We are seeking a highly skilled and motivated System Ops Engineer with a strong background in computer science or statistics, and at least 5 years of professional experience. The ideal candidate will possess deep expertise in cloud computing (AWS), data engineering, Big Data applications, AI/ML, and SysOps. A strong technical foundation, proactive mindset, and ability to work in a fast-paced environment are essential.
Key Responsibilities:
Proficient in AWS services including EC2, VPC, Lambda, DynamoDB, API Gateway, EBS, S3, IAM, and more.
Design, implement, and maintain scalable, secure, and efficient cloud-based solutions.
Execute optimized configurations for cloud infrastructure and services.
Develop, construct, test, and maintain data architectures, such as databases and processing systems.
Write efficient Spark and Python code for data processing and manipulation.
Administer and manage multiple ETL applications, ensuring seamless data flow.
Lead end-to-end Big Data projects, from design to deployment.
Monitor and optimize Big Data systems for performance, reliability, and scalability.
Hands-on experience developing and deploying AI/ML models, especially in Natural Language Processing (NLP), Computer Vision (CV), and Generative AI (GenAI).
Collaborate with data scientists to productionize ML models and support ongoing model performance tuning.

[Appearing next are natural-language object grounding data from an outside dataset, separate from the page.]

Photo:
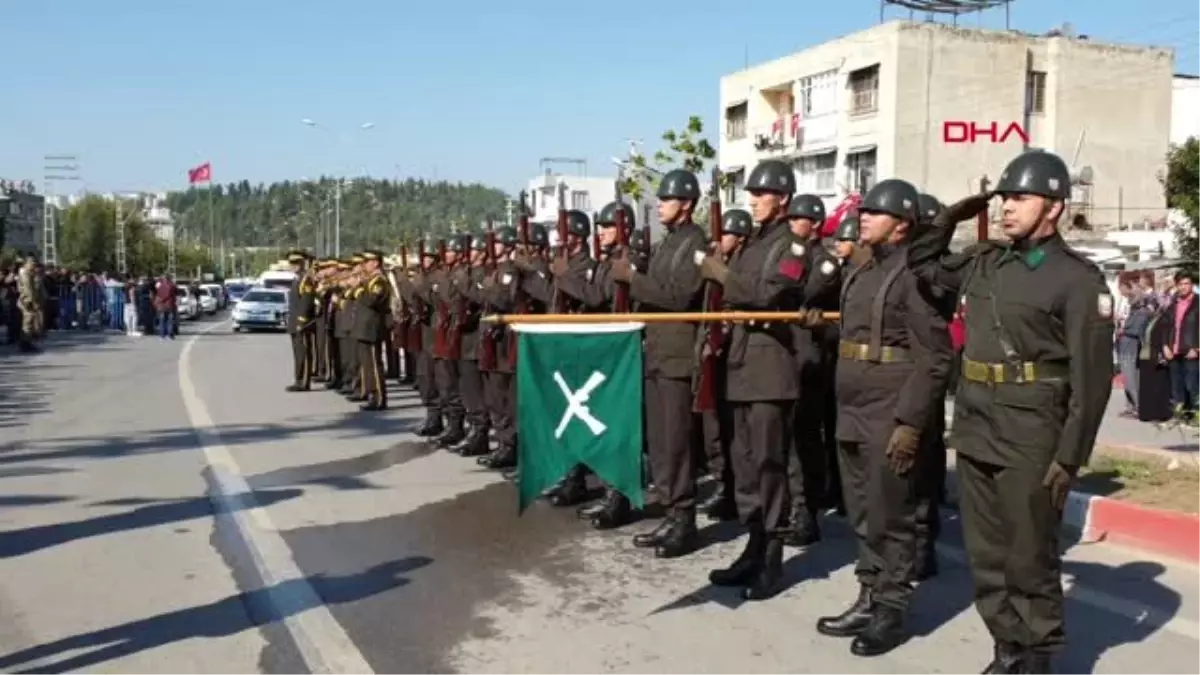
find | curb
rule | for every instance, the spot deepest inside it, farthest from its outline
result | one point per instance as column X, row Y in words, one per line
column 1164, row 532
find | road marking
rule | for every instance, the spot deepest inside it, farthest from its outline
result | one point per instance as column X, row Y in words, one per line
column 323, row 644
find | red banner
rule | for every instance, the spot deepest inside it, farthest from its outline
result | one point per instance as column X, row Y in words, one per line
column 202, row 173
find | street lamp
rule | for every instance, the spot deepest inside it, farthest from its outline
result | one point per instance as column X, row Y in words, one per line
column 337, row 192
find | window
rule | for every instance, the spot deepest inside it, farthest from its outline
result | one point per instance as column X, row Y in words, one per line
column 736, row 120
column 864, row 90
column 1036, row 91
column 737, row 184
column 817, row 95
column 861, row 171
column 817, row 173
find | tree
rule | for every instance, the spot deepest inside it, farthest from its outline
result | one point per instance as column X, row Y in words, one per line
column 1182, row 187
column 684, row 148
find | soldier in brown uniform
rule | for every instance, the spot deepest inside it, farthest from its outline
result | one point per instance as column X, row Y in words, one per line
column 497, row 294
column 893, row 362
column 372, row 306
column 445, row 365
column 737, row 225
column 1037, row 369
column 671, row 284
column 761, row 380
column 577, row 262
column 465, row 308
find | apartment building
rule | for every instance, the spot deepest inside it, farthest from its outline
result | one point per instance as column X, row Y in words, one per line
column 945, row 107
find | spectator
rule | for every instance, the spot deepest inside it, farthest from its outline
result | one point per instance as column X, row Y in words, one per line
column 165, row 306
column 1181, row 346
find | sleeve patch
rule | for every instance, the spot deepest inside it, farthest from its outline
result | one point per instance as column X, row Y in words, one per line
column 791, row 268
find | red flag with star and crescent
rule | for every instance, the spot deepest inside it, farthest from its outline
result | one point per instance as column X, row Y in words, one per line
column 202, row 173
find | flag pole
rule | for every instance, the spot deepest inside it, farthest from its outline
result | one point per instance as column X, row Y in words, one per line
column 655, row 317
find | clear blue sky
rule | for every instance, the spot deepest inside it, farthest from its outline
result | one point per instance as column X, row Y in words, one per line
column 144, row 89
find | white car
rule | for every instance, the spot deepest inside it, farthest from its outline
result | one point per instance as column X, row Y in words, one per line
column 207, row 299
column 261, row 308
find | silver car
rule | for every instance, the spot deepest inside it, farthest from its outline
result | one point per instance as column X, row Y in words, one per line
column 262, row 309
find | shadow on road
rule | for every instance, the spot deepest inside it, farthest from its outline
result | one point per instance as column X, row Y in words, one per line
column 222, row 617
column 21, row 542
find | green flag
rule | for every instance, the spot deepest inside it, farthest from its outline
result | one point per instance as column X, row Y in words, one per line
column 580, row 401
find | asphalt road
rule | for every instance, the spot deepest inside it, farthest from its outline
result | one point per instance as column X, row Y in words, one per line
column 167, row 508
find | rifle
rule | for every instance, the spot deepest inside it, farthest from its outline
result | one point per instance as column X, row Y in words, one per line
column 559, row 297
column 487, row 333
column 714, row 333
column 521, row 300
column 459, row 322
column 442, row 318
column 621, row 293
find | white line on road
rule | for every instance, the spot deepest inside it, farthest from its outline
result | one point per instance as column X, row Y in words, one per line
column 324, row 645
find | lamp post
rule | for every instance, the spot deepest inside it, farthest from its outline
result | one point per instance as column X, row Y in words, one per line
column 337, row 189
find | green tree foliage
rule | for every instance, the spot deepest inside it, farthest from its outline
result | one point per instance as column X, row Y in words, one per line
column 684, row 148
column 375, row 213
column 1182, row 186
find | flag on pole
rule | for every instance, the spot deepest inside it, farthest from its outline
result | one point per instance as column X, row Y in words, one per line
column 580, row 401
column 202, row 173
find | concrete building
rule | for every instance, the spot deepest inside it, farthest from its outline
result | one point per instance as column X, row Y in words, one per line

Utilize DevOps tools for continuous integration and deployment (CI/CD).
Design and maintain Infrastructure as a Service (IaaS) ensuring scalability, fault-tolerance, and automation.
Manage servers and network infrastructure to ensure system availability and security.
Configure and maintain virtual machines and cloud-based system environments.
Monitor system logs, alerts, and performance metrics.
Install and update software packages and apply security patches.
Troubleshoot network connectivity issues and resolve infrastructure problems.
Implement and enforce security policies, protocols, and procedures.
Conduct regular data backups and disaster recovery tests.
Optimize systems for speed, efficiency, and reliability.
Collaborate with IT and development teams to support integration of new systems and applications
Qualifications:
Bachelor's degree in Computer Science, Statistics, or a related field.
5+ years of experience in cloud computing, data engineering, and related technologies.
In-depth knowledge of AWS services and cloud architecture.
Strong programming experience in Spark and Python.
Proven track record in Big Data applications and pipelines.
Applied experience in AI/ML models, particularly in NLP, CV, and GenAI domains.
Skilled in managing and administering ETL tools and workflows.
Experience with DevOps pipelines, CI/CD tools, and cloud automation.
Demonstrated experience with SysOps or cloud infrastructure/system operations.